Contrast these points with what goes on with ORG (admittedly, this gets pretty philosophical, and in terms of day to day practice, it may not be relevant). First, it seems that one instance in the ontology is associated with multiple tokens in the text. Second, an instance or class in the ontology can be associated with a token that is intended to have some similar meaning — e.g. the individual IBM in the ontology is associated by annotation with every token of IBM in the text, and similarly for the classes. Neither of these make sense to me in terms of what ontologies are intended to represent, which is a state of knowledge (the fixed concepts, object and data properties, and individuals) about a domain. On the first point, how can I be assured that the intended meaning of tokens is the same throughout the corpus? In one document, we might find IBM as the name of a non-existent company, in an other for an existing company, and in another for a company that has gone bankrupt. Simply put, the string might remain the same, but the knowledge we have about it may vary. Ontologies (as they are currently represented) do not allow such dynamic interpretation. To ignore this point risks having annotations (and whatever might flow from the annotations) slip; for example, it would be wrong to find a relationship between IBM and owners where the company doesn’t exist. On the second point, conceptually it makes no sense to say that a token “organisation” is itself associated with the concept or instance or ‘organisation’ in the ontology. Or course, in developing the ontology, going from the text to the ontology makes good sense since one is abstracting from the text to the ontology. Yet, in that move, one makes something different — a concept over all the “ideas” drawn from the tokens. So, I disagree emphatically with Peters and Maynard (from the NeON article): “Texts are annotated with ontology classes, and the textual elements function as instances of these classes.” The textual element “organisation” or “IBM” is an instance of the concept organisation or the individual IBM? I think this is a category mistake.

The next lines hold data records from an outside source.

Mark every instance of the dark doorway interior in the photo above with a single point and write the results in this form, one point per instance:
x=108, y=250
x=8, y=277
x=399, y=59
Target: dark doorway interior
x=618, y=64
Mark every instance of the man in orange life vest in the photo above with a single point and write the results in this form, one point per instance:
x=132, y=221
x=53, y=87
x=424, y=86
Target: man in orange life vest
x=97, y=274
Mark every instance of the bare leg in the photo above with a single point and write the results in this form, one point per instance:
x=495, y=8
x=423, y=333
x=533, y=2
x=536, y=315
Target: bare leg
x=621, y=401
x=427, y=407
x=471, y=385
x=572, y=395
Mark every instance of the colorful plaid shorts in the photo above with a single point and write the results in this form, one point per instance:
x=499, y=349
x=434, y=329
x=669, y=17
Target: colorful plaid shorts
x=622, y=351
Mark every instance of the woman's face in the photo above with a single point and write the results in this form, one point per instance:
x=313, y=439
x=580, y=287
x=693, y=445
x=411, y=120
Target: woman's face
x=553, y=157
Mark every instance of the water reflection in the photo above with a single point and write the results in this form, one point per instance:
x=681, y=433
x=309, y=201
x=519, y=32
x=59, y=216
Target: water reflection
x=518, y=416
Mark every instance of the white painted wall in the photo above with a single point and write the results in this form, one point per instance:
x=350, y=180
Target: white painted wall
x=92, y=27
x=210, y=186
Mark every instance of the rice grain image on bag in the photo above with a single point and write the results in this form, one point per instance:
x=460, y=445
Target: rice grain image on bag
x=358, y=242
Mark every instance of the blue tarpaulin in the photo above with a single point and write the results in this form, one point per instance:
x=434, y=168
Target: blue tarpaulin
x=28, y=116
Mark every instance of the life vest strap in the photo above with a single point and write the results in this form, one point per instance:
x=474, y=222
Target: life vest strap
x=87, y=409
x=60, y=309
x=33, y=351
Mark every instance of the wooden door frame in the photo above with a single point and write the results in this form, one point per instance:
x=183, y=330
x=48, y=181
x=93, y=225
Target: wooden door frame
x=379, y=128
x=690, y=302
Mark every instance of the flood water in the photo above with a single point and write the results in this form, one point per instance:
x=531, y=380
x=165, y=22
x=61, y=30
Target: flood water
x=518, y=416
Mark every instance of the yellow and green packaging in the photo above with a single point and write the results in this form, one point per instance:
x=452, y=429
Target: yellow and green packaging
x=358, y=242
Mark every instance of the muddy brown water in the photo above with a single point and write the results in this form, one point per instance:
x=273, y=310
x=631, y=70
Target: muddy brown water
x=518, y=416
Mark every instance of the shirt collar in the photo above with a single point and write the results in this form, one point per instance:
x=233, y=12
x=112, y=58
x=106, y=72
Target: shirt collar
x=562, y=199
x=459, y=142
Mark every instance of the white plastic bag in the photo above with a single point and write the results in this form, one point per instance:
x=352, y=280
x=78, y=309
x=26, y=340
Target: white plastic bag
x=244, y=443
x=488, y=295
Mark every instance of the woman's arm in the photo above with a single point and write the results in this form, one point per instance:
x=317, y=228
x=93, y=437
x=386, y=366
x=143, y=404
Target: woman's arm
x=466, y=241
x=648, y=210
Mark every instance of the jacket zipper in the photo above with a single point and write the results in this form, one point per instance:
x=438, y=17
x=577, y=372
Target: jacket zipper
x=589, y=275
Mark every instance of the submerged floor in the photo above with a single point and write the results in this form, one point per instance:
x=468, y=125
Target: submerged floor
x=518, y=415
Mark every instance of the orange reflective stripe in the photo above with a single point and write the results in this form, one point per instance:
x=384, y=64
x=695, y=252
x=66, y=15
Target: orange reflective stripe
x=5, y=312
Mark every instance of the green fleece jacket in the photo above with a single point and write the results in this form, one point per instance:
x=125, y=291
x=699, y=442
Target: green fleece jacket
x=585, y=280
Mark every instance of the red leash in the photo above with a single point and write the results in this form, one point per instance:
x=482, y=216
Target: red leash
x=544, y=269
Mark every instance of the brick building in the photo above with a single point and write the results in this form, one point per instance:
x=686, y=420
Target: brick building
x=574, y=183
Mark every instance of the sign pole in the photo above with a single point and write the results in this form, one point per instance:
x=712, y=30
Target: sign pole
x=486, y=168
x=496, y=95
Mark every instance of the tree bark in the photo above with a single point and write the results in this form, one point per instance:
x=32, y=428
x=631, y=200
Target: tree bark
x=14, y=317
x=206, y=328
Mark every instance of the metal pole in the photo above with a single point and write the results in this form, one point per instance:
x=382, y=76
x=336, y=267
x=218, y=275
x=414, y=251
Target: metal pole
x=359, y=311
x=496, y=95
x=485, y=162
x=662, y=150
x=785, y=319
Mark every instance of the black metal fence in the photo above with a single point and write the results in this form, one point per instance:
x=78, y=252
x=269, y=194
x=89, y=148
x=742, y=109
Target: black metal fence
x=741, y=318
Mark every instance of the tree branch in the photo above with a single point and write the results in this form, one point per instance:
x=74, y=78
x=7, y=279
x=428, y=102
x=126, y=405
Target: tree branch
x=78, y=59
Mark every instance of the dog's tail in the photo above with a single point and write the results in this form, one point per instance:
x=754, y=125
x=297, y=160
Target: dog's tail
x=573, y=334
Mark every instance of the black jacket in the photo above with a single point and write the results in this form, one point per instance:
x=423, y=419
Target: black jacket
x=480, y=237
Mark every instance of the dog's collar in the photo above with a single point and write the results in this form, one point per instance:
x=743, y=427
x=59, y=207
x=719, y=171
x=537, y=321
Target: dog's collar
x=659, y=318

In general, I find the relationship between the text, intermediate representations (gazettees), and ontologies (higher level representations of knowledge) rather interesting, but somewhat murky. As I said earlier, perhaps this is just philosophy. Depending on the domain of discussion, the corpus, and the way the annotations and ontologies are used, perhaps my intuition of lurking trouble will not be realised…. Equally, there is likely something simple that I’m missing. If so, please enlighten me.